Saturday, May 22, 2010

"DIA and the Black Jail at Bagram"

By Scott Horton, Harper's, May 17, 2010:
Marc Ambinder reports that the secret prison at the periphery of Bagram is actually operated by the Defense Intelligence Agency. . . .

Ambinder also reports that the rough interrogation techniques used at the prison are taken from the notorious Appendix M to the Army Field Manual, which the Pentagon itself acknowledges is not compliant with the Geneva Conventions standards for prisoners of war.

So the jail is not a JSOC operation? It’s not so simple as that. Task Force 714 was headed by two successive JSOC commanders, Stanley McChrystal and then William McRaven, and it has often been tied to the blackest of the JSOC black ops. . . .

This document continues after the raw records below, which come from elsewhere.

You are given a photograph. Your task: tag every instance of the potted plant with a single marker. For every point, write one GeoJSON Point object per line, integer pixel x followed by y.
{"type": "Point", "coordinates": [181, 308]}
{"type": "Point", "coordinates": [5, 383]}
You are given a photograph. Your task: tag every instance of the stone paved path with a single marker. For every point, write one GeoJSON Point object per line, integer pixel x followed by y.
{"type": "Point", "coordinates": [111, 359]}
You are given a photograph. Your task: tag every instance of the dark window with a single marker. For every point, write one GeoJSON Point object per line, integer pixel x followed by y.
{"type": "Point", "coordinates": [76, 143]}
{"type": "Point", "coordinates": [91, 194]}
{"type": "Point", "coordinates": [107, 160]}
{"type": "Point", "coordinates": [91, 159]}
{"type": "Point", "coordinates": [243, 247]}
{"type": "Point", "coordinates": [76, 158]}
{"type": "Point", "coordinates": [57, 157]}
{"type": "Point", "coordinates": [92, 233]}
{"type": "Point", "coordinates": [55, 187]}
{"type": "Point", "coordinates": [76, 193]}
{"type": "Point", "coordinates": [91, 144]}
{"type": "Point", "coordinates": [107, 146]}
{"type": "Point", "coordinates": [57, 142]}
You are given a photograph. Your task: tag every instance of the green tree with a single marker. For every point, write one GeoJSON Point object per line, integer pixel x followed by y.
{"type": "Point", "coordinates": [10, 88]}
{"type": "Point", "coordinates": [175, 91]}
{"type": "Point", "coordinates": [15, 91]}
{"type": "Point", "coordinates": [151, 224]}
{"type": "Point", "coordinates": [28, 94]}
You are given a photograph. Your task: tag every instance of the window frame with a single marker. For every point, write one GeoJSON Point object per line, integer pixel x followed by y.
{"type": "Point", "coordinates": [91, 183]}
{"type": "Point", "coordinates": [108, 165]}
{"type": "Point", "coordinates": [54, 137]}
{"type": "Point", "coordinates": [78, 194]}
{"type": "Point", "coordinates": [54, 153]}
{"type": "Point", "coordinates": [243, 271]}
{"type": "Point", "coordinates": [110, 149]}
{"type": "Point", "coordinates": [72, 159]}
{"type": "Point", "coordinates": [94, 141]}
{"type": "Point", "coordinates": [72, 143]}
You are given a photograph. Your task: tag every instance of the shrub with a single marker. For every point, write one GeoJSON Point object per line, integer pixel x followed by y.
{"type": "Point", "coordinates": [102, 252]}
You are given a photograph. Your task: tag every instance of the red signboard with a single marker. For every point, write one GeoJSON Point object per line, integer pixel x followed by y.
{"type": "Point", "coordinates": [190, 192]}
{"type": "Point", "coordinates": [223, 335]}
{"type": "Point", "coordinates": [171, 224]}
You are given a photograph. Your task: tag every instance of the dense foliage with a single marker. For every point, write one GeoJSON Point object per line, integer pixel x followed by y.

It’s true that JSOC relies on other branches of the vast Defense Department intelligence community for support, and I don’t doubt Ambinder’s reporting, but I still believe based on everything I have heard that this is, at its heart, a JSOC operation. Regardless, it’s time to ask Secretary Gates why he’s decided to put DIA in charge of a prison operation that looks almost identical to the one that President Obama outlawed back on January 22, 2009, and why he’s giving them free rein to employ the non-Geneva compliant techniques found in Appendix M.